Author : Diane Atkinson
Publisher : Chicago Review Press
Page : 501 pages
File Size : 16,20 MB
Release : 2013-09-01
Category : Biography & Autobiography
ISBN : 1613748833
Westminster, London, June 22, 1836. Crowds are gathering at the Court of Common Pleas. On trial is Caroline Sheridan Norton, a beautiful and clever young woman who had been maneuvered into marrying the Honorable George Norton when she was just nineteen. Ten years older, he is a dull, violent, and controlling lawyer, but Caroline is determined not to be a traditional wife. By her early twenties, Caroline has become a respected poet and songwriter, clever mimic, and outrageous flirt. Her beauty and wit attract many male admirers, including the Prime Minister, Lord Melbourne. After years of simmering jealousy, George Norton accuses Caroline and the Prime Minister of “criminal conversation” (adultery) precipitating Victorian England's “scandal of the century.” In Westminster Hall that day is a young Charles Dickens, who would, just a few months later, fictionalize events as Bardell v. Pickwick in The Pickwick Papers. After a trial lasting twelve hours, the jury's not guilty verdict is immediate, unanimous, and sensational.
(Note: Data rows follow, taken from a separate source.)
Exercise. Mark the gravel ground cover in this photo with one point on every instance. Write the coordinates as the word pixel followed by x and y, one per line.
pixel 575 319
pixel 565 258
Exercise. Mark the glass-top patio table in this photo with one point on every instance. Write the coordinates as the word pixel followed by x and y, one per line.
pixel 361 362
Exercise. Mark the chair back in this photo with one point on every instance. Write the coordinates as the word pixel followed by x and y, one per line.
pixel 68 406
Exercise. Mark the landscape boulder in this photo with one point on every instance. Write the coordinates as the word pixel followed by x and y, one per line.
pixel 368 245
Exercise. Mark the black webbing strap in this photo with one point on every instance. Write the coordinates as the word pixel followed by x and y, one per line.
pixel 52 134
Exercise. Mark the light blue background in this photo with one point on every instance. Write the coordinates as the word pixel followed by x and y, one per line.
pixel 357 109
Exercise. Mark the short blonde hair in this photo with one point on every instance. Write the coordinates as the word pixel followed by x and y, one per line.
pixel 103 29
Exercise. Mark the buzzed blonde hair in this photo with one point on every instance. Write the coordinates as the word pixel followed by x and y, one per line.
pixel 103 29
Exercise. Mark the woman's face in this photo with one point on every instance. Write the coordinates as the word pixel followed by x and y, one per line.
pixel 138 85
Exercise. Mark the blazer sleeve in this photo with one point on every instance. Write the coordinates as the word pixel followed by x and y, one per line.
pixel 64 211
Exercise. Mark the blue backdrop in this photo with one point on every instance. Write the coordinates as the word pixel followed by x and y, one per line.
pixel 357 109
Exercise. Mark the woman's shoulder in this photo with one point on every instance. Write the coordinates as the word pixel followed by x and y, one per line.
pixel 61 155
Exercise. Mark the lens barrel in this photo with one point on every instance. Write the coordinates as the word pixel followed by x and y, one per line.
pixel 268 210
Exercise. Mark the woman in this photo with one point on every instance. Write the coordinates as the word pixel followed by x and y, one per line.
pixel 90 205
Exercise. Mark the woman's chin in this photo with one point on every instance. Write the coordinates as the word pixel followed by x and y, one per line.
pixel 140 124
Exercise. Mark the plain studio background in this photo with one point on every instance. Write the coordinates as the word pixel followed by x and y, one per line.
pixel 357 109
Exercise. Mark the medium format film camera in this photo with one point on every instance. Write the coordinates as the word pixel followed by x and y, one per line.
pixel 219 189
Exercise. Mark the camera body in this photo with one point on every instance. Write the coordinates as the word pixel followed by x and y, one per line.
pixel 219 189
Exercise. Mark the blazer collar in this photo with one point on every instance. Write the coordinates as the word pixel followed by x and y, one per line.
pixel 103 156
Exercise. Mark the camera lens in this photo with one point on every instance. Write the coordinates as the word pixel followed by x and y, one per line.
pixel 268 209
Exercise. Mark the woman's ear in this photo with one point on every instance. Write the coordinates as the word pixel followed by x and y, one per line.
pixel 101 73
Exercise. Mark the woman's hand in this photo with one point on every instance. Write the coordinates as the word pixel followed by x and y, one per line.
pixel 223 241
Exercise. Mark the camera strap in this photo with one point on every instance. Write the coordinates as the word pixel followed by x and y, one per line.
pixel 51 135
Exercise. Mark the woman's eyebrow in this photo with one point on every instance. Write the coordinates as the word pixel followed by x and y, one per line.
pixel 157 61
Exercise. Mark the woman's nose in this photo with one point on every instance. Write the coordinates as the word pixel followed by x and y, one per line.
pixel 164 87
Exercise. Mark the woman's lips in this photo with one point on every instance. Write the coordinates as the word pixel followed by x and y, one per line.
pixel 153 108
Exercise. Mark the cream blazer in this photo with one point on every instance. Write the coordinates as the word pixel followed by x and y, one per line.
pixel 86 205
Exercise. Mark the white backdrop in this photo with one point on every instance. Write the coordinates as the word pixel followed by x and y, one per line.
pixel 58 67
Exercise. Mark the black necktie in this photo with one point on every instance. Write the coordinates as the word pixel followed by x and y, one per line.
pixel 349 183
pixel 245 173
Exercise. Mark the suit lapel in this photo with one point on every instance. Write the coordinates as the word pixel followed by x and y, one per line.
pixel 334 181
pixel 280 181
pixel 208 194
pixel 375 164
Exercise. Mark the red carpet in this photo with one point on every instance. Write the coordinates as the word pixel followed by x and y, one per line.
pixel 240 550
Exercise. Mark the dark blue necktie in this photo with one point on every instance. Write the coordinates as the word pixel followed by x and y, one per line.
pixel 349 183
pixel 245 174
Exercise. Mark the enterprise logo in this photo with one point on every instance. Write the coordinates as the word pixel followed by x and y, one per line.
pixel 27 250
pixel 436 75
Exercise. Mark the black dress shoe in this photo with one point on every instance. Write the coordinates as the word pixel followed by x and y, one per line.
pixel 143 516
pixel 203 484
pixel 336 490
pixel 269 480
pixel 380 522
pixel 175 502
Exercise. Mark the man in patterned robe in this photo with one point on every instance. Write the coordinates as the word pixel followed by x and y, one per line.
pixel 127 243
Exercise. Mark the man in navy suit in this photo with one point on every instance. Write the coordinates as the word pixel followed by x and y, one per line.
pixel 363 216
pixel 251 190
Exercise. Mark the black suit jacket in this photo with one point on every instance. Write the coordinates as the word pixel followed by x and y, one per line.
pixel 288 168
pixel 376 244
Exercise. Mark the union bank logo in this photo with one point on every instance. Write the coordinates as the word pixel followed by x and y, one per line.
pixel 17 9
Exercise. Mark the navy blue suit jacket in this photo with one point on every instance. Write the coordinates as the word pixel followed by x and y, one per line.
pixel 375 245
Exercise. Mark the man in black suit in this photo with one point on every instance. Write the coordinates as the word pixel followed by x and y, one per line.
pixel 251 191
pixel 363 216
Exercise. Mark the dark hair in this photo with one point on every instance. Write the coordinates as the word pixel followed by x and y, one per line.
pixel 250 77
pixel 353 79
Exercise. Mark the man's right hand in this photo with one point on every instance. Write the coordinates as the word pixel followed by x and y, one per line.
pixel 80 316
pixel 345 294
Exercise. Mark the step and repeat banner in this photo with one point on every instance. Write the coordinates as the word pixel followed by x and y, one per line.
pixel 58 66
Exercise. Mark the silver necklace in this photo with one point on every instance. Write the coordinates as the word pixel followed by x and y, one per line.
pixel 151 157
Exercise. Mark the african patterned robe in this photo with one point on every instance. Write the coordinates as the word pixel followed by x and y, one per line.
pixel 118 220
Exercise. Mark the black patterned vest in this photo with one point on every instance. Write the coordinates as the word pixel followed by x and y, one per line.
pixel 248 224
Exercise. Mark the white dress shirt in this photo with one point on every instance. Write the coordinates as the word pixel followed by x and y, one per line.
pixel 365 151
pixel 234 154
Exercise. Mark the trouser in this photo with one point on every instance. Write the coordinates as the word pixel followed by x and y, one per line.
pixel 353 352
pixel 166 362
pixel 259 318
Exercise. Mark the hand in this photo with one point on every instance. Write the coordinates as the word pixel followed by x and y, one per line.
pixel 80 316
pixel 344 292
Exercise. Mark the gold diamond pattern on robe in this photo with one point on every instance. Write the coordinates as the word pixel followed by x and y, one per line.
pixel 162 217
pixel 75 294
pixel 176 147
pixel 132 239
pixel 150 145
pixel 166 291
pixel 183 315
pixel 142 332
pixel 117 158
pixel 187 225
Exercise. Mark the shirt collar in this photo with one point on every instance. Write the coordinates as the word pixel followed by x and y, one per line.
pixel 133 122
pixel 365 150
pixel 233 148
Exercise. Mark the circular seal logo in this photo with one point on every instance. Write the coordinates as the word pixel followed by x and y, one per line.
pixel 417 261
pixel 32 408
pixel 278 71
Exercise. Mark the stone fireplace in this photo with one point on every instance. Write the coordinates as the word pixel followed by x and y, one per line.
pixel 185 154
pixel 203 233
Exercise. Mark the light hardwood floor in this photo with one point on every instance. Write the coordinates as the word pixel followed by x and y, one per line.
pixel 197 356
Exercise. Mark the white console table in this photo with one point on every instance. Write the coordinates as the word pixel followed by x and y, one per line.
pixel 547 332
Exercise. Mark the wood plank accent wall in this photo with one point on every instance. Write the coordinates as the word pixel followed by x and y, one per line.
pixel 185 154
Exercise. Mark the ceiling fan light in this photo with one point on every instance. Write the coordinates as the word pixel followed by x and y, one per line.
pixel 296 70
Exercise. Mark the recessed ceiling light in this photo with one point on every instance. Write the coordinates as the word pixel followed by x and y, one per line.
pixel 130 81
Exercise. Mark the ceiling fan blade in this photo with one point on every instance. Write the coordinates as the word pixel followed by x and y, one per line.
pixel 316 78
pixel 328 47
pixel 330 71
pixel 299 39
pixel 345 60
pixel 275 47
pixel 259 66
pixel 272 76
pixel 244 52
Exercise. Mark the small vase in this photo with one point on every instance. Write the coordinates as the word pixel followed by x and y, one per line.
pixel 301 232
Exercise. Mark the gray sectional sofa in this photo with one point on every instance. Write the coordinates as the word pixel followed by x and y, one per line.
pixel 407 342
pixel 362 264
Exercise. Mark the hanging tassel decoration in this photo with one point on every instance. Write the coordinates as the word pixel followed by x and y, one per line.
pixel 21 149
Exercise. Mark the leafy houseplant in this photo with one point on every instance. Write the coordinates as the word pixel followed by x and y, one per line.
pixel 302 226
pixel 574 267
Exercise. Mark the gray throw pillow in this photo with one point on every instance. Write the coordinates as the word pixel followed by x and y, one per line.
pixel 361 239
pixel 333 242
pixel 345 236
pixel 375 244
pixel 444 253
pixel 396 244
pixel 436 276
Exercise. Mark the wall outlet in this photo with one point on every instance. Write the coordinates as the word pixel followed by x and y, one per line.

George is a laughingstock. Angry and humiliated he cuts Caroline off, as was his right under the law, refuses to let her see their three sons, seizes her manuscripts and letters, her clothes and jewels, and leaves her destitute. Knowing she can not change her brutish husband's mind, Caroline resolves to change the law. Steeped in archival research that draws on more than 1,500 of Caroline's personal letters, The Criminal Conversation of Mrs. Norton is the extraordinary story of one woman's fight for the rights of women everywhere. For the next thirty years Caroline campaigned for women and battled male-dominated Victorian society, helping to write the Infant Custody Act (1839), and influenced the Matrimonial Causes (Divorce) Act (1857) and the Married Women's Property Act (1870), which gave women a separate legal identity for the first time.
Author :
Publisher :
Page : 2596 pages
File Size : 19,49 MB
Release : 1910
Category : American literature
ISBN :
Author : Hampstead Public Libraries (London, England)
Publisher :
Page : 52 pages
File Size : 28,54 MB
Release : 1910
Category : Libraries
ISBN :
Author :
Publisher :
Page : 510 pages
File Size : 27,37 MB
Release : 1842
Category : American poetry
ISBN :
Author : Ross Nelson
Publisher : Routledge
Page : 569 pages
File Size : 38,61 MB
Release : 2019-11-07
Category : Literary Criticism
ISBN : 1000731979
This is the first volume of a three volume collection of the correspondence of Caroline Norton, covering the period July 1828-Deember 1837. The collection also includes an introduction and five commentaries by the editor, contextualising and embedding Caroline’s literary and political achievements within the narrative of her letters.